The table provided below compares the operational metrics for ConocoPhillips vis-à-vis its competitors in 2008.
| CONOCOPHILLIPS | ROYAL DUTCH SHELL | EXXONMOBIL | CHEVRON | BP | LUKOIL(1) | Eni S.p.A(1) | Total S.A. | |
|---|---|---|---|---|---|---|---|---|
| Reserves | ||||||||
| Oil and Gas Liquids (Millions of barrels) | 5,817[42][43] | 3775[44] | 7,576(2)[45] | 7,350[46] | 10,353[47] | 15,715[48] | 3,219[49] | 5,695[50] |
| Natural Gas (Billions of cubic feet) | 24,948[51] | 40,895[52] | 31,402(2)[45] | 23,075[46] | 45,208[47] | 27,921[53] | 18,090[49] | 26,218[50] |
| Production | ||||||||
| Oil and Gas Liquids (Thousand b/d) | 1,108[54] | 1,695[44] | 2,405[55] | 1,649[56] | 2,401[57] | 1,954[58] | 1,020[49] | 1,456[59] |
| Natural Gas (Million cf/d) | 4,970[54] | 8,595[52] | 9,095[55] | 5,125[56] | 8,334[57] | 1,586[60] | 4,114[49] | 4,837[59] |
(1) Latest data is for 2007 (2) Does not include reserves of equity affiliates
| SUNOCO | CHEVRON | VALERO | EXXON MOBIL | Royal Dutch Shell | SINOPEC | WESTERN REFINING | ConocoPhillips | BP | LUKOIL(1) | Eni S.p.A(1)[61] | Total S.A. | |
|---|---|---|---|---|---|---|---|---|---|---|---|---|
| Refinery Capacity (Million BPD) | 0.91[62] | 2.139[63] | 2.99[64] | 6.2[65] | 3.678[66] | 3.376[67] | 0.238[68] | 1.986[69] | 2.678[70] | 1.135[71][72] | 0.544 | 2.604[73] |
| Number of Refineries (including partial interests) | 5[74] | 18[63] | 16[75] | 37[65] | 40[76] | 17[77] | 4[78] | 12[69] | 17[70] | 9[79] | N/A | 25[73] |
| Number of Retail Gas Stations | 7,785[80] | 25,000[81][82] | 5,800[75] | 10,516[83] | 45,000[84] | 29,279[85] | 153[86] | 8,340[87] | 22,600[88] | 6,287[89] | 6,441 (in Europe) | 16,425[73] |
(1) Latest data is for 2007
The oil majors face intense competition from national and state-owned oil and energy companies.

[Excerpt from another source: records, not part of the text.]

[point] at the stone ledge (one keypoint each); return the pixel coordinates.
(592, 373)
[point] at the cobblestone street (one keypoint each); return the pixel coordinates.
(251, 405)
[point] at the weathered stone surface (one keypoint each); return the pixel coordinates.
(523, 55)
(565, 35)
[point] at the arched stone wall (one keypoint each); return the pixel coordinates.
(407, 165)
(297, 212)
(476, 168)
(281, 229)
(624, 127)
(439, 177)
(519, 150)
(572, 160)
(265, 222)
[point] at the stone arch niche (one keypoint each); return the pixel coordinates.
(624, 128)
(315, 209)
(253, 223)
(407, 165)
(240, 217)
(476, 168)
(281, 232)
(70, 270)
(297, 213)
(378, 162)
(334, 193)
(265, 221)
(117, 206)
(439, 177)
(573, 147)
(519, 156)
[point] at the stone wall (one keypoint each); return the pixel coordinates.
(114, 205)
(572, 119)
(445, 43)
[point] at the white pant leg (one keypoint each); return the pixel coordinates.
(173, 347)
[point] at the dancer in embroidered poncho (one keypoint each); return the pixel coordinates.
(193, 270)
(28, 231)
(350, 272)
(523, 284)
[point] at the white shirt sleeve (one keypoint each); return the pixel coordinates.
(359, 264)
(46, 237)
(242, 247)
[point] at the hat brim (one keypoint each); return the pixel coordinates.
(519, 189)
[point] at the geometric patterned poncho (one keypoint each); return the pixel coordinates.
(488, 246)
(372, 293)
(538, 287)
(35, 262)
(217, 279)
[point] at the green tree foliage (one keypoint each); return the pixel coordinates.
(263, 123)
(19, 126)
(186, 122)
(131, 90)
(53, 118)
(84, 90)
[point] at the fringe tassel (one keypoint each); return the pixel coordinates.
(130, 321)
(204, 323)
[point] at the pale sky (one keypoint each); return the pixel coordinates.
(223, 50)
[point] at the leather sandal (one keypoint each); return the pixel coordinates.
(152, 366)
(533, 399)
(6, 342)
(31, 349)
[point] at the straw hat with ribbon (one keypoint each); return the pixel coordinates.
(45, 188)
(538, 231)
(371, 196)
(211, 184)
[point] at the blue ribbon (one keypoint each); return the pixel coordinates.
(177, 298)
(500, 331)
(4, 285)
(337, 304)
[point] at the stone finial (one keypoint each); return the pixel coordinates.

Governments in oil-rich countries support these companies and give them preferential access to reserves by prohibiting direct foreign investment in oil exploration and production projects. Further, investments made by foreign companies are made unattractive by the government through taxation and other measures. Oil and gas companies, such as ConocoPhillips, thus face problems in gaining access to oil reserves and commencing operations in spite of their large size.